Labuan Bajo, Vox NTT- “Tabir gelap” di balik polemik tanah Toro Lema Batu Kalo di Labuan Bajo, Kabupaten Manggarai Barat (Mabar) kembali dibuka ke permukaan.
Terkini, Ketua Himpunan Pemuda Mahasiswa Manggarai Barat (HIPMMABAR) Jakarta Yosef Sampurna Nggarang menyebutnya “Mereka Masih Angan Dapat Lahan Kerangan”.
Yos mengungkapkan, dari luas 30 haktare lahan Toro Lema Batu Kalo, saat ini luasnya hanya 24 hektare. Luas tersebut berdasarkan Gambar Situasi (GS) yang dikeluarkan oleh Kanwil BPN NTT di Kupang pada tahun 2015. GS yang diterbit tahun 2015 itu adalah milik Pemkab Manggarai Barat.
“Saya mau menguji sedikit tentang klaim, bahwa lahan Pemda itu terletak di pinggir pantai, hamparan rata. Namun mengapa yang diukur 1997 itu di bukit yang memperlihatkan pulau kukusan kecil dan besar? Lalu benarkah Dalu Ishaka menunjuk lahan untuk Pemda itu di lahan rata bawah pinggir pantai?” tanya Yos dalam rilis yang diterima VoxNtt.com, Kamis (26/09/2019).
Dalam rilisnya, ia mengungkapkan keterangan Frans Paju Leok mantan Asisten 1 Setda Manggarai tahun 1997.
Menurut Frans, kata Yos, H. Abubakar Adam Djudje dan Kamis Hamnu (Alm) adalah dua orang kepercayaan sebagai fungsionaris adat Labuan Bajo (Dalu Ishaka) untuk menunjuk dan menata tanah yang diberikan kepada Pemda Manggarai.
Gaspar P Ehok (Alm) sebagai Bupati Manggarai saat itu manyatakan, tanah Toro Lema Batu Kalo bakal membangun sekolah perikanan.
“Oleh Bapak Dalu Ishaka mengiyakan permintaan Bupati Gaspar Ehok. Berapa luas yang diperlukan untuk membangun sekolah perikanan itu? Tanya Dalu Ishaka ke pak Bupati, minimal 30 ha, jawab pak Gaspar Ehok,” terang Yos berdasarkan keterangan Frans Paju Leok.
Yos menambahkan, mantan Camat Komodo periode 1989-1994 Anton Us Abatan mengaku permintaan membangun sekolah perikanan itu terjadi pada tahun 1989.

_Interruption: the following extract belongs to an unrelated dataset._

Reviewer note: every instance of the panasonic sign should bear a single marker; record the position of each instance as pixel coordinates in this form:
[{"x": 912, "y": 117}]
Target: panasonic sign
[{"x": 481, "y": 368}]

“Waktu itu pak Bupati diundang oleh pak Bone Daut untuk meresmikan Villa pak Bone Daut di Batu Gosok. Saya sebagai camat ikut dalam rombongan itu. Ada Dalu Ishaka juga dalam perahu motor menuju Batu Gosok. Pak Bupati minta ke Dalu Ishaka tanah untuk bangun sekolah perikanan. Pak Dalu menunjuk itu lahannya (menunjuk ke arah Kerangan yang ada bukit),” kata dia, mengutip keterangan Anton Us Abatan.

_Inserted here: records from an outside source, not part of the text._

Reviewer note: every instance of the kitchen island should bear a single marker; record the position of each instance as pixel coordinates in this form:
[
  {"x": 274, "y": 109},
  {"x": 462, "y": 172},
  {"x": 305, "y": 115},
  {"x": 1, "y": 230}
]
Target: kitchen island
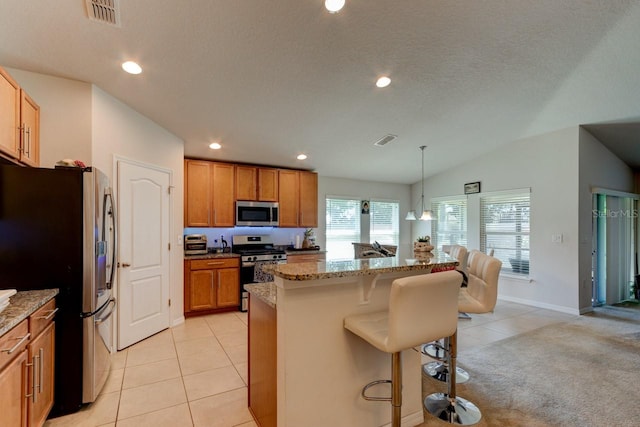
[{"x": 319, "y": 367}]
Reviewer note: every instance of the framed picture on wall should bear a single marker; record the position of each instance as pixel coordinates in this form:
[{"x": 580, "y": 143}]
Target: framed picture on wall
[{"x": 472, "y": 187}]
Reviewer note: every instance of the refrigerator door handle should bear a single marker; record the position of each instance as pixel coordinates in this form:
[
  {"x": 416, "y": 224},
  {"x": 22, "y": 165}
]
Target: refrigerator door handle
[
  {"x": 103, "y": 318},
  {"x": 112, "y": 213},
  {"x": 98, "y": 310}
]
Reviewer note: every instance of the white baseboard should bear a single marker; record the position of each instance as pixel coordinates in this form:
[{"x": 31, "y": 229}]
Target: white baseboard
[
  {"x": 179, "y": 321},
  {"x": 539, "y": 304}
]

Dikatakan, setelah Bupati Gaspar P Ehok pulang dari Batu Gosok, Frans Paju Leok dan Ir. Fidelis Kerong yang saat itu menjabat sebagai Kepala Dinas Kelautan dan Perikanan Manggarai dipanggil dan diberi mandat untuk melanjutkan secara adat dan administrasi untuk meminta tanah itu.
“Kami secara adat, Kapu Manuk Lele Tuak dan uang 10 juta,” kata Yos mengutip keterangan Frans Paju Leok.

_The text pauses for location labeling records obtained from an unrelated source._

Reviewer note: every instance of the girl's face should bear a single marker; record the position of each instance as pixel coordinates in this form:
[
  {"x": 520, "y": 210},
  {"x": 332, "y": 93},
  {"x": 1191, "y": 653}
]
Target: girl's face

Ia melanjutkan, pada tahun 1997 terjadi pengukuran. Dua utusan fungsionaris adat Labuan Bajo masing-masing H. Abubakar Adam Djudje dan Kamis Hamnu (Alm) ditunjuk untuk menunjuk, menata, dan mengukur.
”Dan lokasinya adalah Kerangan /Toro Lema Batu Kalo yang terlihat pulau kukusan kecil dan besar arah selatan,” ungkap Yos.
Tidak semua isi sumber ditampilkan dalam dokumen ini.